Investment v ROI is a business-wide discussion point and is often the backbone in measuring success in any business. Why is this not always the case for learning? We’d like to think it was, but as designers, managers and stakeholders, are we always sure that the money invested in training is invested in the right way to yield greater results in learning?
How often, as learning professionals, are we asked to produce another course on x or y because people have forgotten/are not doing x or y since the last time they were trained? Chances are that number is relatively high. I have worked in many organisations where the learning of a new process, strategy or skill comes late in the process, or even as an afterthought. Early engagement is key, and that is a discussion for another time. What we are thinking about here is making sure that the level of investment made in any learning intervention is right for the ROI that is required.
What exactly do I mean by that?
‘If you always do what you always did, you will always get what you always got’, perhaps an over-used saying of undetermined origin, but it’s very true though isn’t it? Why is it that we expect all learning ‘to stick’ all the time? By the very nature of this new request for the same learning we surely know that it will be asked for again down the line.

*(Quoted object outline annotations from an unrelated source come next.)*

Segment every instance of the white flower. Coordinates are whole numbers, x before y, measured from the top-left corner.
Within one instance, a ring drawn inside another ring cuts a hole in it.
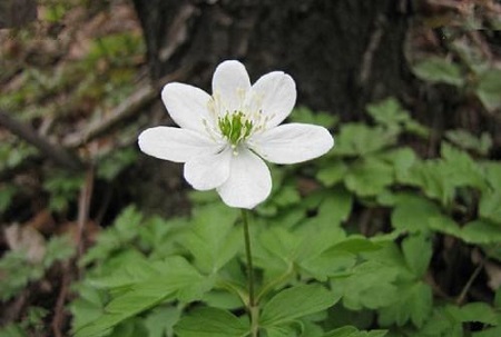
[[[230,207],[254,208],[272,190],[263,159],[295,163],[320,157],[334,145],[318,126],[278,126],[296,101],[294,80],[269,72],[253,86],[238,61],[220,63],[213,96],[193,86],[168,83],[161,99],[180,128],[156,127],[139,135],[141,151],[184,162],[185,179],[198,190],[216,189]]]

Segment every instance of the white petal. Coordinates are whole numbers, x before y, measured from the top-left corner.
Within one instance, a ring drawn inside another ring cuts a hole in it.
[[[220,145],[187,129],[156,127],[139,135],[139,148],[146,155],[176,162],[207,153],[217,153]]]
[[[334,138],[320,126],[287,123],[253,135],[248,143],[267,161],[295,163],[326,153]]]
[[[185,179],[193,188],[209,190],[219,187],[229,177],[232,149],[194,158],[185,163]]]
[[[249,98],[264,117],[268,128],[279,125],[291,113],[296,102],[296,83],[282,71],[261,77],[253,86]]]
[[[252,209],[272,191],[272,175],[266,163],[248,149],[240,149],[232,158],[229,178],[217,188],[229,207]]]
[[[181,128],[206,132],[204,119],[213,122],[208,105],[212,97],[202,89],[183,83],[168,83],[161,99],[173,120]]]
[[[250,80],[244,65],[224,61],[217,66],[213,77],[213,96],[220,113],[242,111],[245,96],[250,90]]]

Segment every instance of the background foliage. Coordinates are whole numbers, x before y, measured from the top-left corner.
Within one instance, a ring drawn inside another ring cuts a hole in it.
[[[156,97],[130,6],[40,9],[36,26],[1,31],[0,108],[84,169],[0,129],[0,336],[247,336],[238,214],[213,192],[183,189],[169,217],[130,197],[137,133],[157,118],[137,112]],[[462,19],[441,29],[442,52],[410,41],[409,66],[458,111],[499,122],[498,56],[470,33],[489,40],[499,19]],[[291,121],[327,127],[336,146],[273,167],[252,215],[263,336],[499,336],[495,135],[439,132],[396,93],[358,121],[307,107]]]

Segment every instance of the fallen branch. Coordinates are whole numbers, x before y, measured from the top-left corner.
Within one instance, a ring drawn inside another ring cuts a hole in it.
[[[57,165],[70,170],[82,170],[85,165],[79,158],[68,152],[63,147],[51,143],[48,139],[38,135],[31,127],[22,123],[0,109],[0,125],[13,135],[24,139]]]
[[[116,107],[107,117],[90,123],[81,132],[76,132],[67,136],[62,140],[62,143],[70,148],[77,148],[108,132],[120,121],[134,116],[143,108],[145,108],[148,103],[150,103],[153,100],[155,100],[159,95],[160,88],[165,83],[186,78],[193,68],[194,68],[193,65],[181,67],[178,70],[174,71],[173,73],[163,77],[155,85],[149,83],[145,85],[144,87],[139,88],[136,92],[134,92],[127,100],[125,100],[118,107]]]

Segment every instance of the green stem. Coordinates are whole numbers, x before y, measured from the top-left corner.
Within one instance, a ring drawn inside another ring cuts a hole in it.
[[[248,311],[250,315],[250,333],[252,337],[257,337],[259,325],[258,315],[259,307],[254,296],[254,266],[253,255],[250,250],[250,235],[248,230],[247,212],[242,209],[242,221],[244,222],[244,240],[245,240],[245,256],[247,258],[247,277],[248,277]]]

This is where we, as learning experts, come in. Why not take the same message in a different direction? Don’t just roll it in glitter. Turn it inside out, break it, squeeze the actual goal out of it, then look at how differently it can be put back together. It needn’t be the same approach, whether that be face-to-face or e-learning. It can be something completely new. It can be broken down into smaller chunks. It can be built up into a larger piece. It can be fragmented and sprinkled across other messages…
Was it Einstein that said: ‘insanity is doing the same thing over and over again and expecting a different result’? If it was, he was right. Let’s not fall into the trap of repeating our mistakes. So how do we avoid the trap?
Investment. Investment in the right learning to do the right job, in the right way to produce the right results. Creating new learning in new ways isn’t always cheap. But it’s certainly less expensive than rolling out another short-term win in the long run. Which actually brings us full circle. It is only by looking at creating learning in the same way that we look at running successful organisations that we truly balance the cost of learning.